Sorry I'm a redneck out here, I'd only know where to find (almost) everything you might want in Chengdu, Sichuan.

If you have local friends or some language skill, just go in any photo shop (ID, wedding and so forth) and ask if there is a photo mall in the city. If there is one they'll know it. If there is non then "computer city" it is but I don't know if they have those specialized item.

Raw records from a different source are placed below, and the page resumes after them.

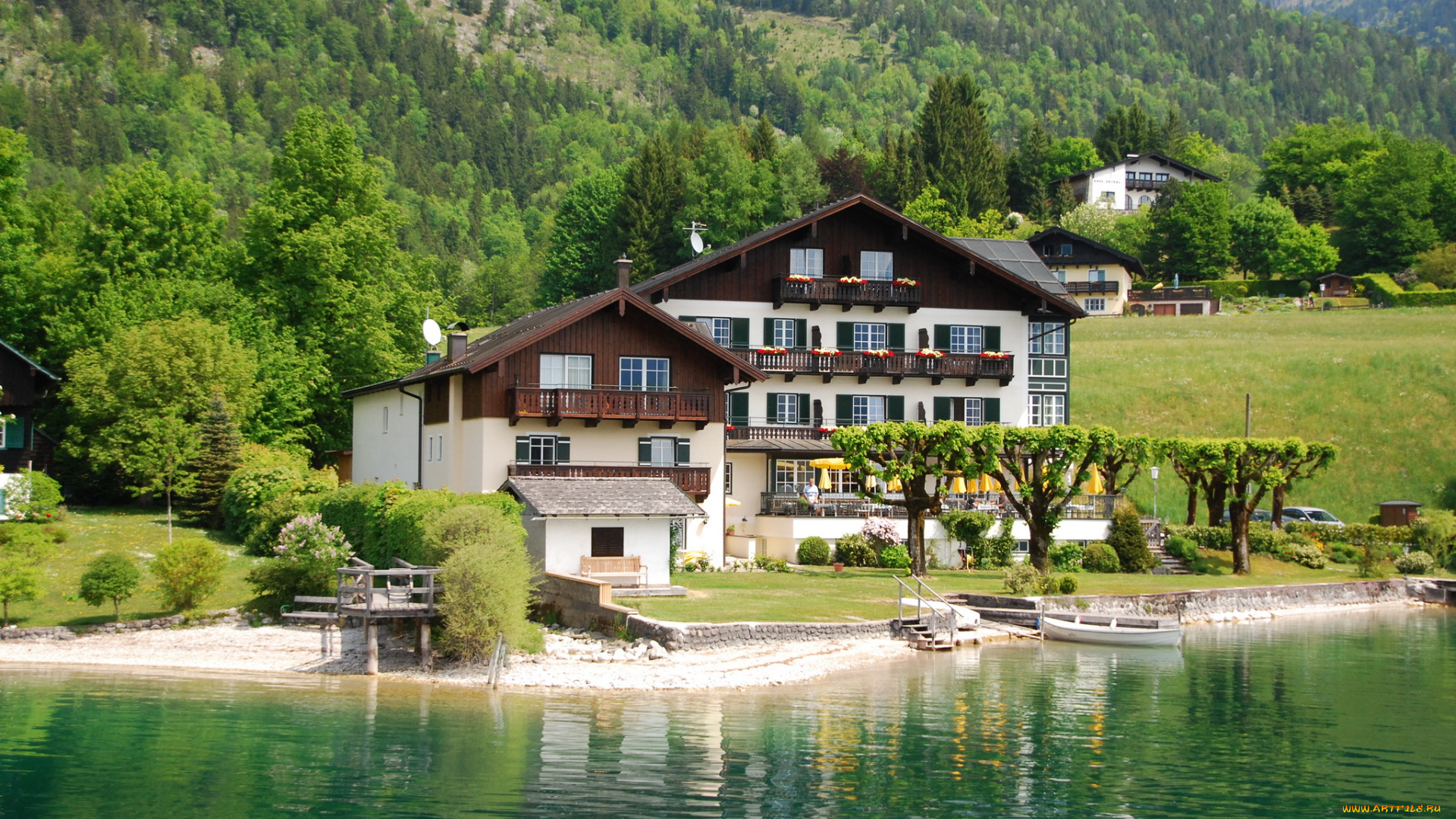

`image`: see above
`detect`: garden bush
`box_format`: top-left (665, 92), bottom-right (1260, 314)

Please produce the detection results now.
top-left (1106, 503), bottom-right (1153, 574)
top-left (880, 544), bottom-right (910, 568)
top-left (1163, 535), bottom-right (1198, 564)
top-left (1395, 549), bottom-right (1436, 574)
top-left (440, 506), bottom-right (541, 661)
top-left (798, 538), bottom-right (828, 566)
top-left (1082, 541), bottom-right (1122, 574)
top-left (152, 538), bottom-right (228, 610)
top-left (1046, 541), bottom-right (1083, 571)
top-left (834, 535), bottom-right (880, 567)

Also, the almighty taobao of course: http://s.taobao.com/search?q=elinchrom&commend=all&search_type=item&sourceId=tb.index&spm=1.1000386.5803581.d4908513&initiative_id=tbindexz_20130830
You need a bank whose internet banking is compatible (HSBC isn't, bank of china is) and then google chrome translate and ahoy! (names in english works really well for tech stuff, you might miss a few offers but it should work). In most cities you can find some english speaking student who will be happy to help you order for a small fee, kind of translation service. Tip of the day: the symbols under the offer are related to the quality of the vendor. The safest have the red square with the cat ears.


----------



## davet4 (Aug 30, 2013)

Grumbaki said:


> wickidwombat said:
> 
> 
> > at risk of going a little off topic do you know of any decent places to buy light modifiers for stobes, particularly elinchrom mount here in china? I'm here for a while based up north in Dalian so nearby would be handy or beijing because all roads and flights lead to beijing
> ...



You can try shenyang, that's just a train ride away, closer then Beijing, they have a good computer street, bought my 5d there a couple of months ago....


----------



## absente (Aug 30, 2013)

Grumbaki said:


> wickidwombat said:
> 
> 
> > at risk of going a little off topic do you know of any decent places to buy light modifiers for stobes, particularly elinchrom mount here in china? I'm here for a while based up north in Dalian so nearby would be handy or beijing because all roads and flights lead to beijing
> ...



Haha, I am currently in Chengdu, covering the Auto Show


----------



## awinphoto (Aug 30, 2013)

A year or two ago I bought a Canon 7D from a local camera shop... nikon bag as well... Nikon is pulling out all the stops in their advertising.


----------